Thursday, March 12, 2015

The Holy See reaffirms its opposition to the death penalty


Vatican City, 12 March 2015 (VIS) – Archbishop Silvano Tomasi, Holy See Permanent Observer at the United Nations and other international organisations in Geneva gave an address at the 28th Session of the Human Rights Council on 4 March, regarding the issue of the death penalty.

Speaking in English, the nuncio said, “The Delegation of the Holy See … joins an increasing number of States in supporting the fifth U.N. General Assembly resolution calling for a global moratorium on the use of the death penalty. Public opinion in support of the various provisions aimed at abolishing the death penalty, or suspending its application, is growing. This provides a strong momentum which this delegation hopes will encourage States still applying the death penalty to move in the direction of its abolition”.

The archbishop explained that twenty years ago, during the papacy of St. John Paul II, the position of the Holy See was “framed within the proper ethical context of defending the inviolable dignity of the human person and the role of the legitimate authority to defend in a just manner the common good of society”. He continued, “Considering the practical circumstances found in most States, as a result of steady improvements in the organisation of the penal system, it appears evident nowadays that means other than the death penalty are sufficient to defend human lives against an aggressor and to protect public order and the safety of persons.
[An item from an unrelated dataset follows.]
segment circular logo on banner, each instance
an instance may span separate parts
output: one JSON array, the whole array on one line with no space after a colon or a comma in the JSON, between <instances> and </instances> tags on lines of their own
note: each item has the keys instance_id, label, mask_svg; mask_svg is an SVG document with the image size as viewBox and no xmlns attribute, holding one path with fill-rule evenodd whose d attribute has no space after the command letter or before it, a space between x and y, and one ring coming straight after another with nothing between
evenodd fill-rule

For that reason, public authority must limit itself to such means, because they better correspond to the concrete conditions of the common good and are more in conformity with the dignity of the human person”.
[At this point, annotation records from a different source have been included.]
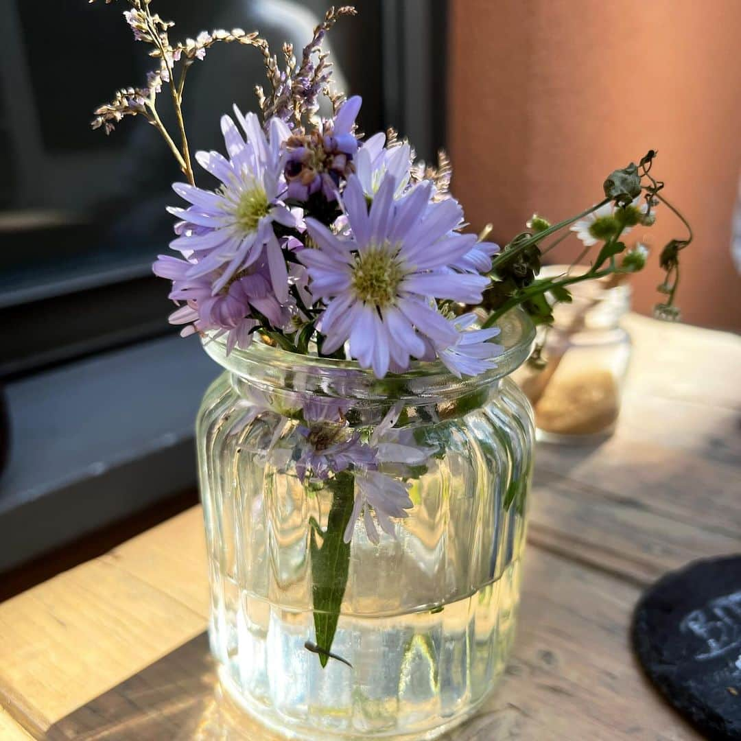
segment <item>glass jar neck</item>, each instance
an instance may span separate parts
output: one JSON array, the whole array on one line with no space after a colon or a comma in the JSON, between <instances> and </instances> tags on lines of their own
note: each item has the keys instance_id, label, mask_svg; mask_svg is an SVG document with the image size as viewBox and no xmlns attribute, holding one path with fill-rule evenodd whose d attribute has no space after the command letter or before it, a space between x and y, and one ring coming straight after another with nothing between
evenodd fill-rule
<instances>
[{"instance_id":1,"label":"glass jar neck","mask_svg":"<svg viewBox=\"0 0 741 741\"><path fill-rule=\"evenodd\" d=\"M207 337L203 344L230 372L233 388L247 402L287 416L307 405L313 405L319 416L325 408L352 407L359 419L370 422L385 413L390 404L421 408L459 405L483 388L496 389L530 354L535 333L529 318L519 310L502 317L499 326L502 331L496 339L504 351L496 359L496 368L462 379L439 362L415 362L406 373L377 379L354 361L300 355L256 340L247 350L228 354L219 338Z\"/></svg>"}]
</instances>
Benedict XVI affirmed in 2011 that “the political and legislative initiatives promoted in a growing number of countries to eliminate the death penalty and to continue the substantive progress made in conforming penal law both to the human dignity of prisoners and the effective maintenance of public order are moving in the right direction. Pope Francis has further emphasised that the legislative and judicial practice of the State authority must always be guided by the primacy of human life and the dignity of the human person”, noting also “the possibility of judicial error and the use made by totalitarian and dictatorial regimes … as a means of suppressing political dissidence or of persecuting religious and cultural minorities”.
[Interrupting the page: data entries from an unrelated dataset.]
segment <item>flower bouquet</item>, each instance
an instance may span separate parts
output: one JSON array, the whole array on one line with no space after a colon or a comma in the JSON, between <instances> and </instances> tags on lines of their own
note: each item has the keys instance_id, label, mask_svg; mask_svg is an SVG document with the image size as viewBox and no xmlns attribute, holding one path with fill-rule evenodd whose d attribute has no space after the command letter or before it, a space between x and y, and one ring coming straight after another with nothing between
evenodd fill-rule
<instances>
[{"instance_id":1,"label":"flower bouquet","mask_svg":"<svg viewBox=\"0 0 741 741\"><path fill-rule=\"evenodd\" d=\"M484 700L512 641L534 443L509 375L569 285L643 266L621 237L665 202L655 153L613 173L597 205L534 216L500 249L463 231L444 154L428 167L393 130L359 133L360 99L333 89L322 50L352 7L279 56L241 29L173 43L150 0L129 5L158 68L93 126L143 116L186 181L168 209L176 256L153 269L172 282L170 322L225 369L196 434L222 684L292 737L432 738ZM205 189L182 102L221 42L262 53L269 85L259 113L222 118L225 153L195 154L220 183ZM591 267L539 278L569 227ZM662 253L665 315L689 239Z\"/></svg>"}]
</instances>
“Respect for the dignity of every human person and the common good are the two pillars on which the position of the Holy See has developed. These principles converge with a similar development in international human rights law and jurisprudence. Moreover, we should take into account that no clear positive effect of deterrence results from the application of the death penalty and that the irreversibility of this punishment does not allow for eventual corrections in the case of wrongful convictions”.

Therefore, the Holy See “contends that bloodless means of defending the common good and upholding justice are possible, and calls on States to adapt their penal system to demonstrate their adhesion to a more humane form of punishment. As for those countries that claim it is not yet feasible to relinquish this practice, my delegation encourages them to strive to become capable of doing so”.

In conclusion, the Holy See delegation “fully supports the efforts to abolish the use of the death penalty. In order to arrive at this desired goal, these steps need to be taken: sustaining the social reforms that would enable society to implement the abolition of the death penalty and improving prison conditions, to ensure respect for the human dignity of people deprived of their freedom”.